Kurban Bayramı sürecinde şişmanlık, kalp-damar hastalığı, diyabet, hipertansiyon, mide rahatsızlığı ve benzeri kronik rahatsızlığı olan bireylerin beslenmelerine özellikle özen göstermesi gerektiğine dikkati çeken Gülen Mavi Canlı, “Bu hastalığı olanların, et ürünlerinde aşırı yağlı etler yerine, az yağlı etleri tercih etmeleri gerekmektedir” dedi.
Etlerin bütün olarak değil, küçük parçalara bölünerek, yağlı kağıda veya buzdolabı poşetine sarılarak derin dondurucuda muhafaza edilmesi gerektiğinin altını çizen Gülen Mavi Canlı, bu şekilde hazırlanan etlerin, buzlukta (-2 derece) birkaç hafta, derin dondurucuda ise (-18 derece) daha uzun süre ile saklanabileceğini kaydetti.
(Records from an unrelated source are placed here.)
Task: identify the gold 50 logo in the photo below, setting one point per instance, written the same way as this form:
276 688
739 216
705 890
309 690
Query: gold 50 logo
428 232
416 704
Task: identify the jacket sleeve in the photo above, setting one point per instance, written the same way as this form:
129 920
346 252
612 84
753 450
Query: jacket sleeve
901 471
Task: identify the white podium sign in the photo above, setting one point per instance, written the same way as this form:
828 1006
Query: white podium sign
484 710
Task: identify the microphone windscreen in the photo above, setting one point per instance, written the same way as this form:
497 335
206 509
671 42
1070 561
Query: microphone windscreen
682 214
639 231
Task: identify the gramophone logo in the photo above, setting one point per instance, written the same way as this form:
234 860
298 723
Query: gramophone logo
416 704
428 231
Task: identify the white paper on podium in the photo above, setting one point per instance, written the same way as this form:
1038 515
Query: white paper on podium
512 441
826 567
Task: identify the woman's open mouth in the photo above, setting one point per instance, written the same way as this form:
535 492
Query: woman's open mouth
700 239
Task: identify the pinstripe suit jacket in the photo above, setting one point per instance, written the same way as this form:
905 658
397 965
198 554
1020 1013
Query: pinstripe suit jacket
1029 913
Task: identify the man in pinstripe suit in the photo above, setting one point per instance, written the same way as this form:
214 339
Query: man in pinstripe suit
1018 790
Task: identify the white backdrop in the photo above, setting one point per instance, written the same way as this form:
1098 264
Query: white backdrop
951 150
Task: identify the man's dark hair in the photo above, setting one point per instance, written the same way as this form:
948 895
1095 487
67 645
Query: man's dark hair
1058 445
“Etler yemek içinde tamamen kullanılacak şekilde parçalara ayrılarak buzluğa konulmalı, çözdürülen et hemen pişirilmeli, tekrar dondurulmamalı. Derin dondurucuda saklanan eti çözdürürken oda ısısında değil, buzdolabının sebzelik kısmının üstüne konularak çözünmesi beklenmelidir” diyen Gülen Mavi Canlı, hamurlu tatlılar yerine ise, sütlü ve meyve içeren tatlıların tercih edilmesi gerektiğini belirtti.
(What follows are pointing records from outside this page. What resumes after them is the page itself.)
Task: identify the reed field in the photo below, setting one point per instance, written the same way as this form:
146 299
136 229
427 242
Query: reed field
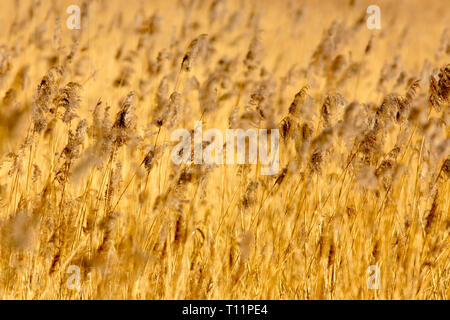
92 206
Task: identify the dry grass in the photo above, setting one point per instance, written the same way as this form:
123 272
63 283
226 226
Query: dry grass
86 177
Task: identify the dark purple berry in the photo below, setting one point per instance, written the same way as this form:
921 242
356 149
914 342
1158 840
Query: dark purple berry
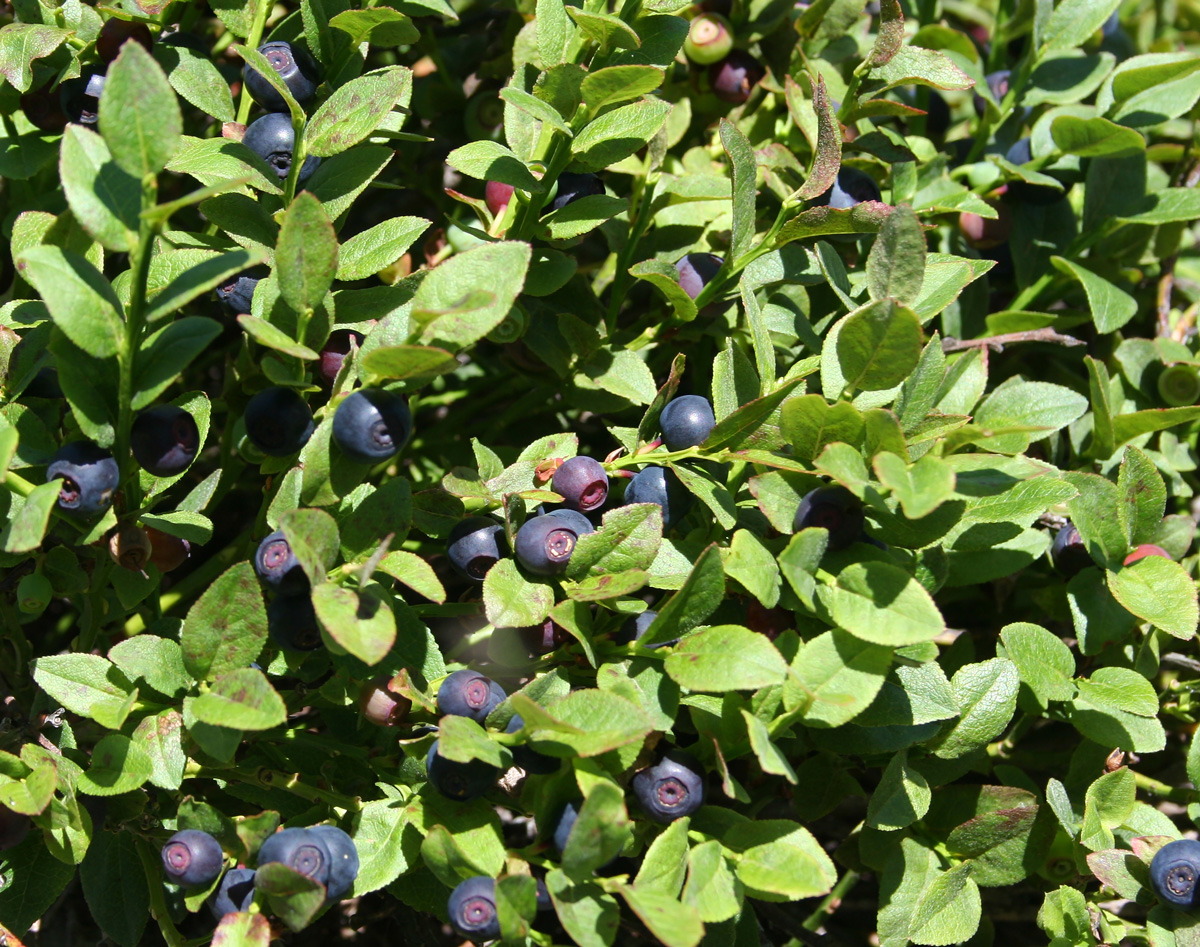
474 546
279 421
372 425
192 858
671 789
469 694
89 478
165 439
835 509
472 909
582 483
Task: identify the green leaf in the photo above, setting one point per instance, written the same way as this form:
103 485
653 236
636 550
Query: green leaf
1095 137
901 797
1159 592
103 198
139 113
880 603
618 133
696 599
834 677
987 697
725 658
226 628
491 161
1111 307
1044 664
81 300
87 684
114 885
354 111
118 765
895 267
879 345
361 622
241 700
378 246
306 256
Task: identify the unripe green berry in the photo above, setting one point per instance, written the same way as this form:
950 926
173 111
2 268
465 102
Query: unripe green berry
34 593
709 39
1179 385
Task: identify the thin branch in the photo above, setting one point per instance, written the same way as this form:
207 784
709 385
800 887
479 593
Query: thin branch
997 342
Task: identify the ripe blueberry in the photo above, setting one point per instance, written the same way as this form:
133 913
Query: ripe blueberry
851 187
292 622
582 484
273 139
343 865
735 77
381 705
469 694
1068 552
192 858
89 478
835 509
165 439
474 546
671 789
279 421
696 270
472 909
685 421
544 544
573 186
167 552
1175 870
709 39
277 564
294 66
372 425
526 756
237 293
463 781
660 485
300 849
13 828
497 196
1144 550
115 33
334 353
235 893
79 99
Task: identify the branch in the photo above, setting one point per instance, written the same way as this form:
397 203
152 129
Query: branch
997 342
Kurban eti tüketilirken etin niteliği yanında nasıl pişirileceği, ne kadar tüketileceği ve hangi besinlerle birlikte tüketilmesi gerektiğinin de önem taşıdığına işaret eden Gülen Mavi Canlı, şu uyarılarda bulundu:
“Alınması gereken önlemlerin herkes için geçerli olduğu unutulmayıp Kurban Bayramı’nda da sağlıklı beslenmenin temel prensiplerine, yiyecek seçimine, porsiyon kontrolüne ve besin gruplarının dengeli dağılımına özen gösterilmeli. Bu bakımdan kurban etinin ne miktarda, nasıl ve ne ile birlikte tüketileceğini bilmek, sağlıklı saklama, hazırlama ve pişirme yöntemlerini uygulamak hastalıklı insanlar kadar, sağlıklı bireyler için de önemlidir.”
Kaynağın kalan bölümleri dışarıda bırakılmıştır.